Out of curiosity, I tried a 802.11s mesh with batman-adv in my network. Yes, I know that it's not a good solution with only two wireless devices; yet, the goal was to learn, and it has been achieved, minus one question.
The target setup was to pass two separate VLANs (VID 1 and VID 4) through a wireless mesh. Mesh + batman-adv = new bat0
interface, which is documented to be VLAN-aware.

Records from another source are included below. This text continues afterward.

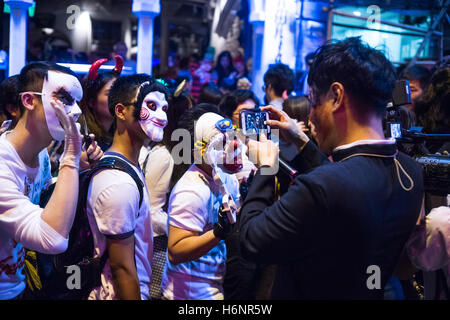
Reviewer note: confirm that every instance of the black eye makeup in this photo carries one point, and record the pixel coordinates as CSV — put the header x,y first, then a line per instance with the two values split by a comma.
x,y
151,105
65,97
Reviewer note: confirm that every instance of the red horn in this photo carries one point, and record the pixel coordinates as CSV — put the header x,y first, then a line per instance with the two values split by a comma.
x,y
119,64
93,71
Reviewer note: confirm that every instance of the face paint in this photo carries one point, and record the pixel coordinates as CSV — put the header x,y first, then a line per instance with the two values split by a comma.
x,y
153,117
65,88
225,152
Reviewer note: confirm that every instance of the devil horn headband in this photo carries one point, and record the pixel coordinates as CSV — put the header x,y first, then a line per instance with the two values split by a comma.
x,y
93,71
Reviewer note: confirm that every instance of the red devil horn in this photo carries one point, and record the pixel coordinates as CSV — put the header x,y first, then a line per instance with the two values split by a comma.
x,y
119,64
93,71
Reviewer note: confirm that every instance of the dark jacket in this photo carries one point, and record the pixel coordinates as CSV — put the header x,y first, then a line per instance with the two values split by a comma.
x,y
336,220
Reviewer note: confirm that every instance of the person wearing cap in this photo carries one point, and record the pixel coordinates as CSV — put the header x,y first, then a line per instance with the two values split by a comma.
x,y
197,224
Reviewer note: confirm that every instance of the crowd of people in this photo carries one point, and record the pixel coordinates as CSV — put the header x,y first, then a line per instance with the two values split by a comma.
x,y
156,181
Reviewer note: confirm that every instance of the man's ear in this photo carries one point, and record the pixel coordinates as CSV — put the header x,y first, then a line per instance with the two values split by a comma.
x,y
28,101
337,92
120,111
13,110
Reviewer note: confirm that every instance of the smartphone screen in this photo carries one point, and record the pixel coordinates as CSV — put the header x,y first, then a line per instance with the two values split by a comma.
x,y
396,131
252,122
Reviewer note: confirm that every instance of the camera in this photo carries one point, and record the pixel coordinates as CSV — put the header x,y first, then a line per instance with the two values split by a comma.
x,y
253,122
436,168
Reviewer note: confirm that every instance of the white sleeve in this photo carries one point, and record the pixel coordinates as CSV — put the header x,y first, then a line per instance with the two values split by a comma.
x,y
115,210
429,246
21,220
187,210
158,172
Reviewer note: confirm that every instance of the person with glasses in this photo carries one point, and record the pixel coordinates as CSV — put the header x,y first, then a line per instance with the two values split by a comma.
x,y
48,95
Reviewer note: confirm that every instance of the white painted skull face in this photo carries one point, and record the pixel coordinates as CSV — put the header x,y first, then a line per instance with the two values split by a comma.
x,y
65,88
153,117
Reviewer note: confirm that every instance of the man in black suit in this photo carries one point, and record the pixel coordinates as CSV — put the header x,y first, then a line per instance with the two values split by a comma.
x,y
340,229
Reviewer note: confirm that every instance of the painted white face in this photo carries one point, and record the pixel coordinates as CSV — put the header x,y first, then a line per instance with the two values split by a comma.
x,y
65,88
153,117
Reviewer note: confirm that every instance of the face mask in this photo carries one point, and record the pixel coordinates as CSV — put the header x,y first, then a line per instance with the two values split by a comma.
x,y
153,117
225,152
67,89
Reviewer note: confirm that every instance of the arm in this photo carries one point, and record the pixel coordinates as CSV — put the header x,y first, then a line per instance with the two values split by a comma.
x,y
21,220
115,206
65,194
123,268
309,157
187,218
158,172
184,245
309,154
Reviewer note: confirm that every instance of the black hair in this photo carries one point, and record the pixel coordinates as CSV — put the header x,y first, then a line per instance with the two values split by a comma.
x,y
366,74
9,95
210,93
232,100
280,77
32,76
416,72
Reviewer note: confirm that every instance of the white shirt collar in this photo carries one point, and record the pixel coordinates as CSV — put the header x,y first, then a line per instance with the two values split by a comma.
x,y
360,142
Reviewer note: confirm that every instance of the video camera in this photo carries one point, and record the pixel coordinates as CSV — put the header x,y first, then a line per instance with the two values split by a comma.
x,y
436,168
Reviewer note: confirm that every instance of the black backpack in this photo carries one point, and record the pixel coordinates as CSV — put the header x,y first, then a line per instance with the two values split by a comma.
x,y
50,278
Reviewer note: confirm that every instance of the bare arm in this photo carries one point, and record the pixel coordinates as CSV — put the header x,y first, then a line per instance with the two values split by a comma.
x,y
185,245
123,268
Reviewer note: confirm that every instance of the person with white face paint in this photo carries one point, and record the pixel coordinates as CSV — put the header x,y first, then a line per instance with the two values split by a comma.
x,y
121,225
48,94
197,222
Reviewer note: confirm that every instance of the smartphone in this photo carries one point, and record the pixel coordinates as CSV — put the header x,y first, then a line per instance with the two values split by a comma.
x,y
395,130
253,122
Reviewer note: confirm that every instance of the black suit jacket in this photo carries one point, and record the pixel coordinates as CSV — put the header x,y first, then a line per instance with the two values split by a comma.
x,y
337,220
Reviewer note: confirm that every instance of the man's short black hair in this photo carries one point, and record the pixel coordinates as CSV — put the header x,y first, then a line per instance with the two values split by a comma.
x,y
231,101
416,72
280,77
32,76
365,73
125,89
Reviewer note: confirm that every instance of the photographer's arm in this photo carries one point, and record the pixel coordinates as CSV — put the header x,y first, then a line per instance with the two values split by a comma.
x,y
309,155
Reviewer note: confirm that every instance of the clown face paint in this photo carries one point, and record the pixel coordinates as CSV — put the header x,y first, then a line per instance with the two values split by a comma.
x,y
153,117
65,88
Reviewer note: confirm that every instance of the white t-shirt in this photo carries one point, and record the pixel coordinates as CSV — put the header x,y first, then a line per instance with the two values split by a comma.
x,y
193,205
113,211
158,172
21,225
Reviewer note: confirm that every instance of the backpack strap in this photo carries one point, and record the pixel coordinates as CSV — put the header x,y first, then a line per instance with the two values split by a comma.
x,y
110,163
118,164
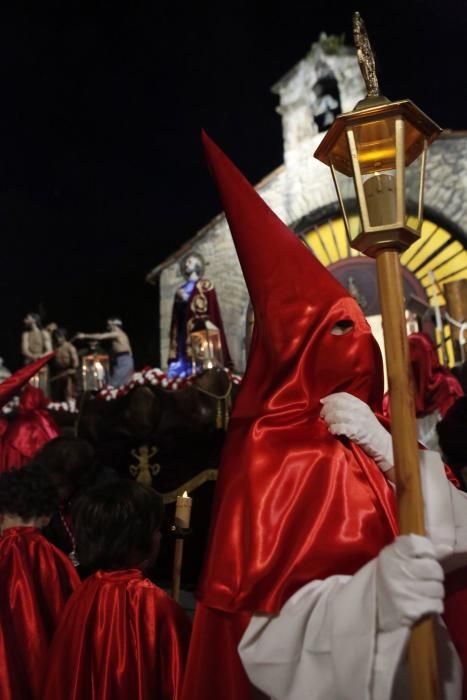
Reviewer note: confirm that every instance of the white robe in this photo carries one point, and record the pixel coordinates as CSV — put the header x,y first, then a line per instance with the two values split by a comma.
x,y
325,644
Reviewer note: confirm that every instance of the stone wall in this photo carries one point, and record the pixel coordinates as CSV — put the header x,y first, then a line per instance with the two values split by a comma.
x,y
304,185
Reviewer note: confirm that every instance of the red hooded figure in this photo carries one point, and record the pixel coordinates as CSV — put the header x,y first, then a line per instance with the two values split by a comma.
x,y
36,580
436,388
293,502
33,425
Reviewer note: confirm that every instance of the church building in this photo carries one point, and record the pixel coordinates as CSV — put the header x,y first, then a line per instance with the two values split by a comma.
x,y
301,192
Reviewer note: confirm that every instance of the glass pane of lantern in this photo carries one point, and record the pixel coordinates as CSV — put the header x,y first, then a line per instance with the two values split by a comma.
x,y
94,372
414,183
41,380
380,196
348,200
376,145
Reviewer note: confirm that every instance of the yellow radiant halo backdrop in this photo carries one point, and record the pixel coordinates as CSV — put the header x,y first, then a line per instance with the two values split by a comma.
x,y
437,252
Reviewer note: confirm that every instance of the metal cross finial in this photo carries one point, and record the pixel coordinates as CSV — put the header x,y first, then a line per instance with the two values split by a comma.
x,y
366,58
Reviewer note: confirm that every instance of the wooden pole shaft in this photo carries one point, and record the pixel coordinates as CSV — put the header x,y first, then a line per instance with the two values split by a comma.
x,y
422,655
177,569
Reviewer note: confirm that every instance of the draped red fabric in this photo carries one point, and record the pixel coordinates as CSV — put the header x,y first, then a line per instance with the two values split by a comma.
x,y
436,388
12,385
36,580
293,503
455,615
32,427
120,637
435,385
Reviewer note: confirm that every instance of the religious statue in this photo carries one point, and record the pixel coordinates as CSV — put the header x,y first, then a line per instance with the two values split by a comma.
x,y
63,382
122,365
35,341
194,299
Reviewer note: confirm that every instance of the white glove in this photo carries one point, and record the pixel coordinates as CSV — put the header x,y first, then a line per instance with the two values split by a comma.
x,y
344,414
409,582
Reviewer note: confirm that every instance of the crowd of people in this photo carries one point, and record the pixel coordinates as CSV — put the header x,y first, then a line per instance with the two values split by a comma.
x,y
308,590
63,381
79,617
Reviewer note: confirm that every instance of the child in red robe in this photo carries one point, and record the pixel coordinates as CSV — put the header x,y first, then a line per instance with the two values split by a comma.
x,y
36,580
120,636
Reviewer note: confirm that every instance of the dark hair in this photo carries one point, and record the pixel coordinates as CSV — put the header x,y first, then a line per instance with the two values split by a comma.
x,y
27,492
36,318
452,434
59,333
115,520
69,461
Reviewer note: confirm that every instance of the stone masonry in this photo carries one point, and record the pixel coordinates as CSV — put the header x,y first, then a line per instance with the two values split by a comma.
x,y
302,186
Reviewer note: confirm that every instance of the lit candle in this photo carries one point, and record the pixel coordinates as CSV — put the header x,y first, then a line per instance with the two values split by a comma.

I already have a VLAN-aware bridge as br-lan
; I have created two VLANs as follows, and it works this way:
config interface 'bat0'
option proto 'batadv'
option routing_algo 'BATMAN_V'
option aggregated_ogms '1'
option bonding '1'
option bridge_loop_avoidance '1'
option gw_mode 'off'
option hop_penalty '30'
option defaultroute '0'
# This is referenced from /etc/config/wireless
config interface 'nwi0'
option proto 'batadv_hardif'
option master 'bat0'
option mtu '2304'
option defaultroute '0'
config device
option name 'br-lan'
option type 'bridge'
list ports 'bat0.1'
list ports 'bat0.4'
list ports 'lan1'
list ports 'lan2'
list ports 'lan3'
list ports 'lan4'
list ports 'lan5'
config interface 'lan'
option device 'br-lan.1'
option proto 'static'
option ipaddr '192.168.10.1'
option netmask '255.255.255.0'
option ip6assign '64'
list ip6class 'local'
list ip6class 'wan_6'
config interface 'rus'
option proto 'static'
option device 'br-lan.4'
option ipaddr '192.168.13.1'
option netmask '255.255.255.0'
option defaultroute '0'
option delegate '0'
option ip4table '4'
config bridge-vlan
option device 'br-lan'
option vlan '1'
list ports 'bat0.1:u*'
list ports 'lan1'
list ports 'lan2'
list ports 'lan3'
list ports 'lan4'
config bridge-vlan
option device 'br-lan'
option vlan '4'
list ports 'bat0.4:u*'
list ports 'lan5'
# "unmanaged" doesn't bring the interfaces up, so "static"
config interface 'bat01'
option proto 'static'
option device 'bat0.1'
config interface 'bat04'
option proto 'static'
option device 'bat0.4'
...plus the same setup, but with the 192.168.x.2 addresses, on the other side. Ignore the option ip4table '4'
on the rus
interface, it only affects routing, while this post is 100% about Layer 2.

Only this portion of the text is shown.